Thinking that a plant-based diet is a cure-all.

“You might be starting a plant-based diet to lose weight or to get healthy, but it’s important to understand that wellness does not occur within a vacuum,” explains Poon. “Healthy eating is just one part of a holistic wellness plan. Your physical and emotional wellness are key components to achieving your goals as well.”

Not balancing proteins and amino acids.

You want to make sure that you are including foods in your diet that supply the full spectrum of amino acids.

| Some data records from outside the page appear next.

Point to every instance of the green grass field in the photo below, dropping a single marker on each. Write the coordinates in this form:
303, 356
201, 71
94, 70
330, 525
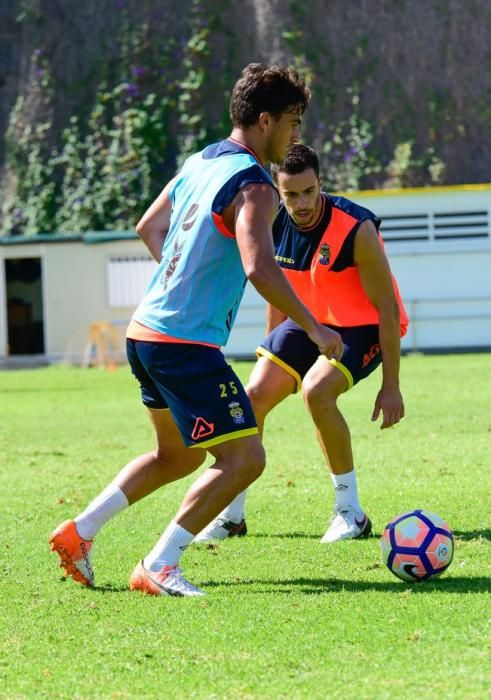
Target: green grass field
285, 617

Plant foods that supply full proteins include tofu, tempeh, quinoa, spirulina, and hemp seeds. You can also combine foods to achieve complete proteins. For instance, Poon says combining whole grains with beans or beans with nuts can help you achieve a full amino acid profile.

Not knowing how to handle social situations.

It’s also important to consider how you will eat at restaurants and family functions. “It definitely depends on your family, but if you live with a lot of meat-eaters, you might have to get comfortable saying no,” says Poon. “Depending on where you live, you might also need to get creative with what you order.” If you are going out with a group, one good way to handle this at first is to look at the menu online before you go and pre-plan how you will get in a satisfying plant-based meal.

Not considering how your digestion will handle the initial increase in fiber.

Sometimes when you begin to eat more vegetables, it can give your digestion a stir. “Raw veggies can cause gas and bloating in some cases,” notes Poon. “If this happens to you, try eating your vegetables in a variety of forms: cooked, baked, and raw. Make sure to also drink a lot of water to help the additional fiber run through your digestive system.” Thankfully, this digestive discomfort often subsides after a bit of time eating more plant-based foods.

Additionally, no matter what your eating regimen, it is crucial to listen to your body. “Especially as you begin to transition to plant-based, if you are feeling fatigued or depressed, you might be missing out on some key nutrients,” says Poon. “If a food that everyone loves doesn’t sit right with you and your body, you don’t have to eat it. You can always work with a nutritionist to ensure that you are eating in a way that best serves you and your unique constitution.”